In other words, a local, tape-based recovery is going to perform much faster than a recovery that has to trickle over WAN or internet links, particularly when those links are saturated with other user traffic. Having a tape copy also provides an additional layer of protection in case backup data replicated into the cloud gets corrupted somehow.
The good news is that, when cloud-based backup is used in tandem with local tape backups, organizations can actually have the best of both worlds. They have the convenience of conducting a cloud-based recovery with less risk -- such as with single-file restore jobs – as well as the security of local tape to conduct more rigorous recovery tasks, such as full system recoveries. Because a copy of the backup data resides in the cloud, it would be necessary to cut only one copy of the backup to tape, rather than maintain two copies -- one for on-site and one for off-site. For many organizations, this would be a big upgrade to their backup operational and recovery strategy.

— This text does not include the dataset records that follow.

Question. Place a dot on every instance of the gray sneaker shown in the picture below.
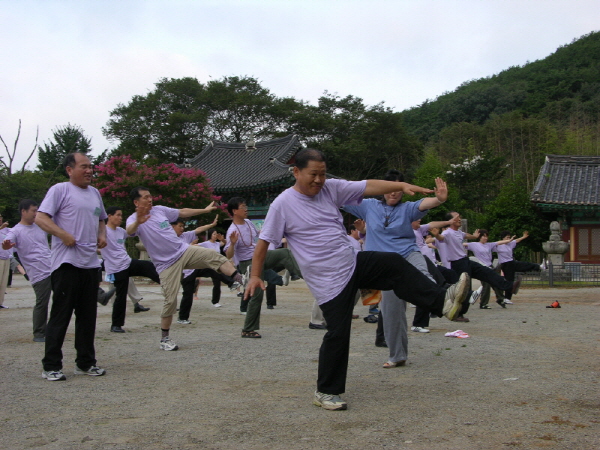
(53, 375)
(168, 345)
(455, 295)
(330, 402)
(93, 371)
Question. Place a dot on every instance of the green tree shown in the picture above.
(175, 121)
(66, 139)
(513, 211)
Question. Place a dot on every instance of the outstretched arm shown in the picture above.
(380, 187)
(441, 195)
(188, 212)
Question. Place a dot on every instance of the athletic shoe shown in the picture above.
(140, 308)
(246, 276)
(286, 277)
(168, 345)
(461, 319)
(475, 295)
(455, 295)
(517, 284)
(53, 375)
(93, 371)
(330, 402)
(419, 329)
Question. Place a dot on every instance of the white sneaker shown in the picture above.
(419, 329)
(475, 295)
(53, 375)
(168, 345)
(286, 277)
(328, 401)
(93, 371)
(455, 295)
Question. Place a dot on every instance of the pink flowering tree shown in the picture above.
(169, 185)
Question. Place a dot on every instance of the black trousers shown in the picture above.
(137, 268)
(482, 273)
(511, 267)
(374, 270)
(73, 290)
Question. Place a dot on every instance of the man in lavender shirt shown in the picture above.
(73, 213)
(118, 263)
(170, 254)
(32, 243)
(331, 267)
(453, 237)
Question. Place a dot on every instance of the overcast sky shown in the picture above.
(74, 61)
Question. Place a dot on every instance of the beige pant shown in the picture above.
(4, 269)
(193, 258)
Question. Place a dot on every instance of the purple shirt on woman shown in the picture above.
(78, 211)
(159, 237)
(315, 232)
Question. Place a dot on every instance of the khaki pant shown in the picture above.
(193, 258)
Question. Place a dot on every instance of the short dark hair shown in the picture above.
(308, 154)
(234, 203)
(449, 215)
(394, 175)
(135, 192)
(112, 210)
(483, 232)
(27, 203)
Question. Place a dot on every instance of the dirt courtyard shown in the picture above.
(526, 378)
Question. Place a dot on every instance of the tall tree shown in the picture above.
(174, 122)
(66, 139)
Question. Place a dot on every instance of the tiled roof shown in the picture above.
(569, 181)
(230, 167)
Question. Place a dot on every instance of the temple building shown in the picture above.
(568, 190)
(256, 171)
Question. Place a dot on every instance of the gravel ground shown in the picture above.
(526, 378)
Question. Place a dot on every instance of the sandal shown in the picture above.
(251, 334)
(391, 365)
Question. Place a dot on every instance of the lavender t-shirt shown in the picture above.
(483, 252)
(114, 254)
(505, 252)
(78, 211)
(5, 254)
(216, 246)
(454, 244)
(159, 237)
(423, 247)
(244, 246)
(316, 235)
(34, 253)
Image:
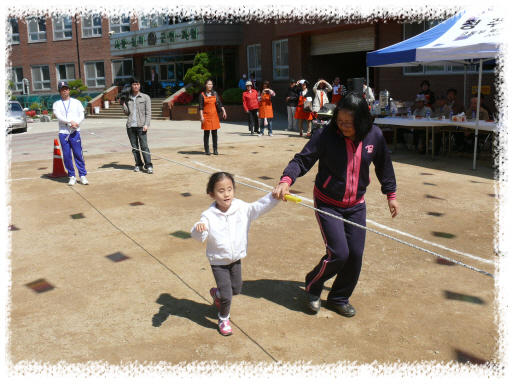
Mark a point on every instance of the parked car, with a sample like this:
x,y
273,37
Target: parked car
x,y
15,118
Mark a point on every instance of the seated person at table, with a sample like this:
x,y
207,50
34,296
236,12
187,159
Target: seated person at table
x,y
421,110
483,113
466,143
442,109
482,105
456,106
429,95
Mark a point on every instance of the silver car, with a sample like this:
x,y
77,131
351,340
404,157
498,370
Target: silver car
x,y
15,117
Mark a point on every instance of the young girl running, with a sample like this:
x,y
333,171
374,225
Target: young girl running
x,y
226,227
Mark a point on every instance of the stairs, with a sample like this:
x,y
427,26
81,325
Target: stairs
x,y
116,111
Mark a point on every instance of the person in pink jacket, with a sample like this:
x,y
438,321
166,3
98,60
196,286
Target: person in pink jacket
x,y
251,106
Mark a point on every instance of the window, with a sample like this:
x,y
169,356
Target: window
x,y
122,70
280,59
62,27
17,78
36,29
65,72
41,77
91,25
153,21
120,24
95,74
14,35
254,61
413,29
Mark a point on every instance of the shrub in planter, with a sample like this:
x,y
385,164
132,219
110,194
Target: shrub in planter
x,y
233,96
183,99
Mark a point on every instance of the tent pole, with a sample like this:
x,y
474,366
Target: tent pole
x,y
465,83
477,114
367,81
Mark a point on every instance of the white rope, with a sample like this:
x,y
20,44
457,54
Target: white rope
x,y
309,206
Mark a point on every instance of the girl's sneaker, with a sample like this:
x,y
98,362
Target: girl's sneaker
x,y
225,328
216,301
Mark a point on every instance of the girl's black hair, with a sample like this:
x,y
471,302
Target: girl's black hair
x,y
218,176
357,106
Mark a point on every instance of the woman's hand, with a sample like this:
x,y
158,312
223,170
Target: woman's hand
x,y
201,227
280,191
393,207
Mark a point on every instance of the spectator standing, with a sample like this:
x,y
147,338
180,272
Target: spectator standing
x,y
429,95
251,106
138,109
154,83
243,80
456,106
265,107
305,95
70,113
208,103
321,88
338,91
253,81
292,99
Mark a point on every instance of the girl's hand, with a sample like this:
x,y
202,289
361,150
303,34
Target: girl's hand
x,y
393,207
201,227
280,191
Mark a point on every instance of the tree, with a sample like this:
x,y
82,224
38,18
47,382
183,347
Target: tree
x,y
206,65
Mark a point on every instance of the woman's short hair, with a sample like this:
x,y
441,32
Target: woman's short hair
x,y
262,86
357,106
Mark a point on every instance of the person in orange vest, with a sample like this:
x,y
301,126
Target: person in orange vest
x,y
305,95
251,106
265,111
208,102
338,91
321,88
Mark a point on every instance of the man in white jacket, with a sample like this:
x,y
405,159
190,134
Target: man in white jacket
x,y
70,113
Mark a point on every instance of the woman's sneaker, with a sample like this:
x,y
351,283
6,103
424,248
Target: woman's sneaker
x,y
225,328
216,301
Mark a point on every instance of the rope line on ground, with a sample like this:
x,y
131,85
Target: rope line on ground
x,y
174,273
316,209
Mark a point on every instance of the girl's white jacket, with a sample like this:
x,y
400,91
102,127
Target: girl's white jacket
x,y
228,232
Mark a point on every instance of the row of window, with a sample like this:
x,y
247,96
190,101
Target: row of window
x,y
279,60
94,74
91,26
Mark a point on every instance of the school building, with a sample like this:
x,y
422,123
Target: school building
x,y
103,51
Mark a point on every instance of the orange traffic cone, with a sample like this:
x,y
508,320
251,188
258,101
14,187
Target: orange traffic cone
x,y
58,164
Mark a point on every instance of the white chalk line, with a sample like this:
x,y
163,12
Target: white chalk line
x,y
486,261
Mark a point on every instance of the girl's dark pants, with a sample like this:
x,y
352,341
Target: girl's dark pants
x,y
345,245
206,139
229,283
254,125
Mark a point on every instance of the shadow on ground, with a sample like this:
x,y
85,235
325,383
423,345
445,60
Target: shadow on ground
x,y
204,315
288,294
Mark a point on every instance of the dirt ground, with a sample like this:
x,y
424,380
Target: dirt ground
x,y
154,305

Backup and recovery in the cloud is not a one-size-fits-all solution that will solve all your backup and recovery needs, but it is an excellent option for enabling organizations to secure and protect data in an alternate facility, while providing limited recoverability options. When combined with a local data recovery strategy, like cost-efficient tape backups, IT organizations can enhance business data protection without breaking the bank.
Cloud backup vendors
Almost all data protection vendors will back up data to the cloud today. They offer public clouds as a backup target option, so data can be moved there in the same way as it gets sent to disk or tape systems. The large data protection vendors also back up data created in SaaS applications, such as Salesforce or Microsoft Office 365.
The major backup vendors that offer cloud backup include Acronis, Arcserve, Backblaze, Carbonite, Commvault, Dell EMC, Druva, iDrive, Unitrends, Veeam Software and Veritas Technologies.
SaaS-ready backup for MSPs. Some vendors, including Asigra and Datto, only sell their backup software applications through managed service providers (MSPs) and CSPs. But most of the larger enterprise data protection vendors have MSPs that sell their software.
SaaS backup. Cloud-to-cloud backup began as a niche market offered by startups. But the early cloud-to-cloud vendors have been acquired by companies that offer broader backup services, and most of the larger backup software vendors have added the capability.
Backupify and Spanning Cloud Apps were among the first to market, concentrating first on protecting data in Salesforce and then Office 365. These applications include data created in the cloud, so often, there are no on-premises copies. SaaS vendors often charge hefty fees to recover data that is lost due to user error or a problem with the subscriber's infrastructure. Cloud-to-cloud vendors will copy data in the SaaS apps and store them in a public cloud or the cloud-to-cloud vendor's private cloud. The most common pricing model is a monthly fee based on the application and the number of users involved.
Datto, which sells data protection applications through CSPs, acquired Backupify in 2014 and integrated it into the broader Datto platform. Spanning went through a series of ownership changes before landing with its current owner, Kaseya. EMC acquired Spanning in 2014. But after Dell acquired EMC in 2016, it sold Spanning to Insight Venture Partners the following year. Kaseya bought Spanning from Insight Venture Partners in 2018.
OwnBackup, which protects Salesforce, ServiceNow and Slack, remains an independent cloud-to-cloud vendor.